Upon graduating, he was offered a half-dozen college scholarships and eventually decided on the University of the Pacific in Stockton where he had earlier attended a summer camp. The music curriculum at UOP was very classically-oriented, and Mike’s intention was to get a degree in classical performance and go on to become a classical trumpet player.
But things changed when he attended a summer camp conducted by Stan Kenton and was selected to play in the faculty band, a huge honor for a young man just out of high school. Mike had always been a big Kenton fan, but that camp experience made him realize jazz was what he truly wanted to play. The aspiring musician told Stan that his goal was to be the first trumpet in the Kenton band, to which the leader replied, “If you want it bad enough, you probably will.”
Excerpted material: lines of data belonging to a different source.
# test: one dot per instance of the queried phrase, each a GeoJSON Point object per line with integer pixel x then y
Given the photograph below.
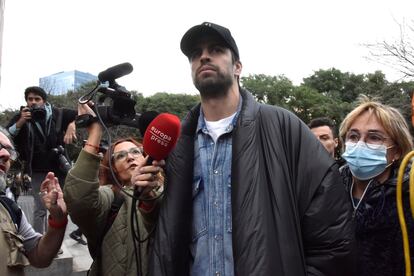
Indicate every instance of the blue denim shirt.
{"type": "Point", "coordinates": [211, 246]}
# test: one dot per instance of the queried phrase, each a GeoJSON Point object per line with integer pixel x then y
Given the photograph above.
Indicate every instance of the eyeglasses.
{"type": "Point", "coordinates": [13, 153]}
{"type": "Point", "coordinates": [123, 154]}
{"type": "Point", "coordinates": [373, 140]}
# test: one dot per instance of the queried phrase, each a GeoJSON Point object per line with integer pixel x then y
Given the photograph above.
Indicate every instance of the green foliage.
{"type": "Point", "coordinates": [273, 90]}
{"type": "Point", "coordinates": [329, 93]}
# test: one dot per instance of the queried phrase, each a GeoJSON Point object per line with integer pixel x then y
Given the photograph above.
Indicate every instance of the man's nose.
{"type": "Point", "coordinates": [205, 55]}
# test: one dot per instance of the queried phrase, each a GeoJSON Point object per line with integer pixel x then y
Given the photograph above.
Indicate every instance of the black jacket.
{"type": "Point", "coordinates": [290, 213]}
{"type": "Point", "coordinates": [26, 141]}
{"type": "Point", "coordinates": [378, 232]}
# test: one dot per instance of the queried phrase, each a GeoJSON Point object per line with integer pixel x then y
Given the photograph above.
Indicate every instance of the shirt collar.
{"type": "Point", "coordinates": [201, 124]}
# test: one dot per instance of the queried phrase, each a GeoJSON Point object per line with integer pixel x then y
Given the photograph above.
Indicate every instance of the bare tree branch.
{"type": "Point", "coordinates": [399, 54]}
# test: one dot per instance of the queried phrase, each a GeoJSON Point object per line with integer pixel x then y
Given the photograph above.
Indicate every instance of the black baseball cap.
{"type": "Point", "coordinates": [37, 91]}
{"type": "Point", "coordinates": [195, 33]}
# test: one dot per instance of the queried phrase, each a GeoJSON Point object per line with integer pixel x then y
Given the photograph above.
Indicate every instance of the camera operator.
{"type": "Point", "coordinates": [37, 130]}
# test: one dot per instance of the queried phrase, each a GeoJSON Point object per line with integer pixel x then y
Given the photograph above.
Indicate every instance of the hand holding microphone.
{"type": "Point", "coordinates": [160, 137]}
{"type": "Point", "coordinates": [145, 178]}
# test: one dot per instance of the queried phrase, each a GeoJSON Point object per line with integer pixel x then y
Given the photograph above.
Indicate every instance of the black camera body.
{"type": "Point", "coordinates": [115, 105]}
{"type": "Point", "coordinates": [38, 112]}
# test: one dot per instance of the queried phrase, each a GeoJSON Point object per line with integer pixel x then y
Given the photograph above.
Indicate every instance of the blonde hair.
{"type": "Point", "coordinates": [389, 117]}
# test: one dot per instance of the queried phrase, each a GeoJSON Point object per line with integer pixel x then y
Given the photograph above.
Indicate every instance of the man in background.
{"type": "Point", "coordinates": [324, 130]}
{"type": "Point", "coordinates": [39, 131]}
{"type": "Point", "coordinates": [20, 244]}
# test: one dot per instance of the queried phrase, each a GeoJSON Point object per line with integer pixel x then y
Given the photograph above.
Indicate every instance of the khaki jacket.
{"type": "Point", "coordinates": [89, 203]}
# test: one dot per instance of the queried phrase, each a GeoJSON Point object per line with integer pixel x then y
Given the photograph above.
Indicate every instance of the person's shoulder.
{"type": "Point", "coordinates": [274, 111]}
Mike considers Kenton one of the Fathers of Jazz Education. “He was the first to bring his band into schools to do workshops. He provided financial support to get jazz in the schools and helped start the National Association of Jazz Educators organization (later the International Association of Jazz Educators and now the Jazz Educators Network).”
Duty with Navy Bands
Departing UOP in 1965, he enlisted in the Navy and was eventually assigned to the Navy Show Band that did five-month tours of South America for the State Department. Called the hardest-working band in the U.S. Armed Forces, the Show Band would play two to six times a day, with evening concerts held in bullrings and other stadiums before up to 25,000 people.
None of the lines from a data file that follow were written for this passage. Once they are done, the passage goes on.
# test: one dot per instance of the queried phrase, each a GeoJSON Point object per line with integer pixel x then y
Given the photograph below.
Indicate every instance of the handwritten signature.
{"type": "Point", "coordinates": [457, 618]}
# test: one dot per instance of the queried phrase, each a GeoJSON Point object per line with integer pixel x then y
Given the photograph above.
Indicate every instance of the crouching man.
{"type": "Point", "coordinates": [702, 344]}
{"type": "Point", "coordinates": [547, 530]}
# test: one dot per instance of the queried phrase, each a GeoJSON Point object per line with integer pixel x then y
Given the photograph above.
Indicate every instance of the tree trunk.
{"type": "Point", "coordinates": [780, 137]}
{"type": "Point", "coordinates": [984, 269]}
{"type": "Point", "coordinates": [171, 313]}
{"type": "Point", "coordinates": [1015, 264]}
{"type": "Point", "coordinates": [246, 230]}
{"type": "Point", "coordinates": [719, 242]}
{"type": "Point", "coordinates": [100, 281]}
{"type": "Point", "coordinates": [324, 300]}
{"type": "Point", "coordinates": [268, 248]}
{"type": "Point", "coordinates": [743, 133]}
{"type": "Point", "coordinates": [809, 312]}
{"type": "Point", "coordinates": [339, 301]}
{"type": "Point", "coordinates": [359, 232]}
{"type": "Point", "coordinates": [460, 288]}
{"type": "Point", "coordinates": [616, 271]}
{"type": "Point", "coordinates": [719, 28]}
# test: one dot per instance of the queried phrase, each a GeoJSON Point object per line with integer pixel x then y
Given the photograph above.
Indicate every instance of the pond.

After three years of touring, Mike was stationed at Treasure Island in the Bay area where Stan Kenton’s first trumpet player heard him in a concert in April of 1970. Mike was invited to audition and accepted Stan’s invitation to become a member of the legendary Kenton band. Mike calls Kenton “the best of all leaders” and, because he was older, he was like a father to the members of the band.
For the next two and a half years, Mike was lead trumpet and road manager for the band, but the hectic pace took its toll, and he left in 1972 to concentrate on giving high school and college clinics interspersed with tours with the likes of Pee Wee Hunt and the Glenn Miller and Jimmy Dorsey orchestras.
In 1975, he was recommended to replace Connie Jones in the DUKES of Dixieland, so it was off to New Orleans for a three-year stint. In 1979, Mike was Music Director for a show at Harrah’s Tahoe and returned to California, and he’s been teaching, conducting clinics, touring, and recording ever since. He and his wife Peg now reside in Prescott, Arizona.
Mike Vax concludes, “We are not cultivating an audience to listen to the great young players.” He feels that bringing jazz musicians into schools for concerts and workshops will help bring more young musicians and audiences into the fold. “I’m going to keep doing clinics as long as I’m able to climb on an airplane. I love working with kids and hope I can make a difference. The music can’t die.”